The reinstatement will allow Garrett to return to the team and participate in pre-season workouts that begin in April.
Garrett's suspension is the longest for a single behavior in league history. Garrett has been remorseful since the incident and Monday he met with Commissioner Roger Goodell and league officials in NY.
The incident came at the end of the Browns' 21-7 home victory over the Steelers, following a scrum on the ground during which Rudolph appeared to get a hand on Garrett's helmet and kick him in the groin. "We look forward to having his strong positive presence back as a teammate, player and person in our community".
The 24-year-old's offense - "removing the helmet of an opponent and using the helmet as a weapon", per National Football League rules - was unsettling even for a sport in which violence is a mainstay.

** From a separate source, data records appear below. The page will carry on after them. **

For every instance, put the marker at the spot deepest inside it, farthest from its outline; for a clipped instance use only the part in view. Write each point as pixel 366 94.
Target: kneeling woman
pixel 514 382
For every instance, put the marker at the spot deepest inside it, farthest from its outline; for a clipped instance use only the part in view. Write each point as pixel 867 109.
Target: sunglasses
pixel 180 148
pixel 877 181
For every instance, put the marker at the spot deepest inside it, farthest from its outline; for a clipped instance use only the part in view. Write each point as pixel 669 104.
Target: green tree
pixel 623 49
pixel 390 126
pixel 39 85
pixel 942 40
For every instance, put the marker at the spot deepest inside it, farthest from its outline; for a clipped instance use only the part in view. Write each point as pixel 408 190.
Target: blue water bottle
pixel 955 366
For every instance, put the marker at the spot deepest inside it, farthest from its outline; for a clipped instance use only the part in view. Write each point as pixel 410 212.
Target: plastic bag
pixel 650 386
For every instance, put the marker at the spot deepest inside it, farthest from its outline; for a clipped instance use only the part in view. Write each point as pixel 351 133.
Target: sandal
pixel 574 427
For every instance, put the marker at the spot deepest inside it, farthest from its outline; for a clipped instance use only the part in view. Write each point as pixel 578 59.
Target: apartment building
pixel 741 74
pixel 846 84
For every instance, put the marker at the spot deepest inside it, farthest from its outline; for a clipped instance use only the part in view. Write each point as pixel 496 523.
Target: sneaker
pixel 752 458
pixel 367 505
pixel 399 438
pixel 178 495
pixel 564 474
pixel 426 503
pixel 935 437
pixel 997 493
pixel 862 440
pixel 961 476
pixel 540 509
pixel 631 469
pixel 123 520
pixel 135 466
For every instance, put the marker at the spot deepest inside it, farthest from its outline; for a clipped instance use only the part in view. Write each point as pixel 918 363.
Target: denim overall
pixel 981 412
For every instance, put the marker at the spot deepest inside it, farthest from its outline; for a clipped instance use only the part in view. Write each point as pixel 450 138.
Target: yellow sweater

The ensuing melee led to fines of $250,000 for each club and suspensions of two games for Steelers center Maurkice Pouncey and one game to Browns defensive tackle Larry Ogunjobi. Rudolph tried to pull off Garrett's helmet but couldn't.
Fines ranged from $3,507 for most of the players involved, to Rudolph's $50,000 - a stiffer penalty than the $35,096 that usually comes with a first offense for fighting.
Garrett, 23, had apologised for his "selfish and unacceptable" actions.